Chapter 13

 

 

AT sundown, just the hour when the Italians and everybody else in the village had gathered at the sidewalk tables of the cafes, freshly showered and dressed, staring at everybody and everything that passed by, eager for whatever entertainment the town could offer, Tom walked into the village wearing only his swimming shorts and sandals and Dickie's corduroy jacket, and carrying his slightly bloodstained trousers and jacket under his arm. He walked with a languid casualness because he was exhausted, though he kept his head up for the benefit of the hundreds of people who stared at him as he walked past the cafés, the only route to his beachfront hotel.

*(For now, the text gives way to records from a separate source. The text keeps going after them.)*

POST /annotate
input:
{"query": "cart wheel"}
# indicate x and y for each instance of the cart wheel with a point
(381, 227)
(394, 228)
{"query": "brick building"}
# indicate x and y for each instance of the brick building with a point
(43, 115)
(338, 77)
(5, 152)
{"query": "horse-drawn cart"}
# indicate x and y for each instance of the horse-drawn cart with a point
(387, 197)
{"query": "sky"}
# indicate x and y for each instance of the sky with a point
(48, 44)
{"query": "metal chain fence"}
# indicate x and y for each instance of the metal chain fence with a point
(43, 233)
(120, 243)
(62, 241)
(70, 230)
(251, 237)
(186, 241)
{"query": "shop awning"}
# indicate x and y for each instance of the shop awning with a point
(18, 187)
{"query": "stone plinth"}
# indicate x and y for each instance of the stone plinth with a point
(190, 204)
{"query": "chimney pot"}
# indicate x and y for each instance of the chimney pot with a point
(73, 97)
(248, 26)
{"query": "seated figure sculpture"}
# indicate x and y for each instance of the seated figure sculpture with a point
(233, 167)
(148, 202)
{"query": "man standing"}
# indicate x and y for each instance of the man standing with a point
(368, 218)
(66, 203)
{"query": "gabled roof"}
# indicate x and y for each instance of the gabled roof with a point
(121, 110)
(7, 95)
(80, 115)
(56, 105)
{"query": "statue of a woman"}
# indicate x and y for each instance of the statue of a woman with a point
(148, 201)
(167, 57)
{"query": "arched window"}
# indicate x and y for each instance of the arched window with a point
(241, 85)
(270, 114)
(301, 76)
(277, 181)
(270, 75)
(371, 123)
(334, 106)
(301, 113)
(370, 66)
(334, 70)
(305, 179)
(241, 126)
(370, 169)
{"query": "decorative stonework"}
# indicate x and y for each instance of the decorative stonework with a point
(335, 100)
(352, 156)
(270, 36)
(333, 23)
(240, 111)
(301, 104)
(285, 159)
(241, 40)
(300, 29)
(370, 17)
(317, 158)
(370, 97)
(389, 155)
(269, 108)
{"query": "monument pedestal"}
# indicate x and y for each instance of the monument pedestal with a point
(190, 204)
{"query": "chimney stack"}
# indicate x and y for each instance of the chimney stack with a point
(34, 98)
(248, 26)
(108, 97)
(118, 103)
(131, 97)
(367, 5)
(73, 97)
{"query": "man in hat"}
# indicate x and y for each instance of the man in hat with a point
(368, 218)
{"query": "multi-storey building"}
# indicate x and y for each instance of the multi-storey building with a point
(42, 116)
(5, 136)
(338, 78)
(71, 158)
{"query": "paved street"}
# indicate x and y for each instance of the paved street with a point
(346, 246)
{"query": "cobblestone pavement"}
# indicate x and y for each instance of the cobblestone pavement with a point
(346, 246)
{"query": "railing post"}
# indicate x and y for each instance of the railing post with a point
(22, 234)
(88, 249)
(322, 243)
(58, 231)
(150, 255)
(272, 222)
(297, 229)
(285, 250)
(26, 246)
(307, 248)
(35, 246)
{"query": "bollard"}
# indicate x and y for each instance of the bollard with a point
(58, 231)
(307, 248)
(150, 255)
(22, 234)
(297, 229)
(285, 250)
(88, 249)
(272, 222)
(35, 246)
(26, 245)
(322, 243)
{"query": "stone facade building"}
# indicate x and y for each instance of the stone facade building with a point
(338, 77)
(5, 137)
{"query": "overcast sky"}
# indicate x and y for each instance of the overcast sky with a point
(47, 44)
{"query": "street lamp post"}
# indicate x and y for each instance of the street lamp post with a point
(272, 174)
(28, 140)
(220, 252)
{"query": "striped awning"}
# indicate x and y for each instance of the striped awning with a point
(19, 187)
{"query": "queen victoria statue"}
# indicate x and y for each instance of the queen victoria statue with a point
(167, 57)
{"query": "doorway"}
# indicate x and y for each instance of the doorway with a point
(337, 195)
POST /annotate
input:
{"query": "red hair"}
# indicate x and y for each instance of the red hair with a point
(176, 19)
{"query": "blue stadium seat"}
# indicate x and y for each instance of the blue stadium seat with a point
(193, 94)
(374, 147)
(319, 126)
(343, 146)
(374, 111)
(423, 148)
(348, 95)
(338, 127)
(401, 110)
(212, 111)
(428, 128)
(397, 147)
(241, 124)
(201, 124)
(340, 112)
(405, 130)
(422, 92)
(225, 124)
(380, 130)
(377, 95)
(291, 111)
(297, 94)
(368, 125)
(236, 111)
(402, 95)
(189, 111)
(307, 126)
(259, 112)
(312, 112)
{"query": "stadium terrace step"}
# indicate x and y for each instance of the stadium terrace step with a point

He had fortified himself with five espressos full of sugar and three brandies at a bar on the road just outside San Remo. Now he was playing the role of an athletic young man who had spent the afternoon in and out of the water because it was his peculiar taste, being a good swimmer and impervious to cold, to swim until late afternoon on a chilly day. He made it to the hotel, collected the key at the desk, went up to his room and collapsed on the bed. He would allow himself an hour to rest, he thought, but he must not fall asleep lest he sleep longer. He rested, and when he felt himself falling asleep, got up and went to the basin and wet his face, took a wet towel back to his bed to waggle in his hand to keep from falling asleep.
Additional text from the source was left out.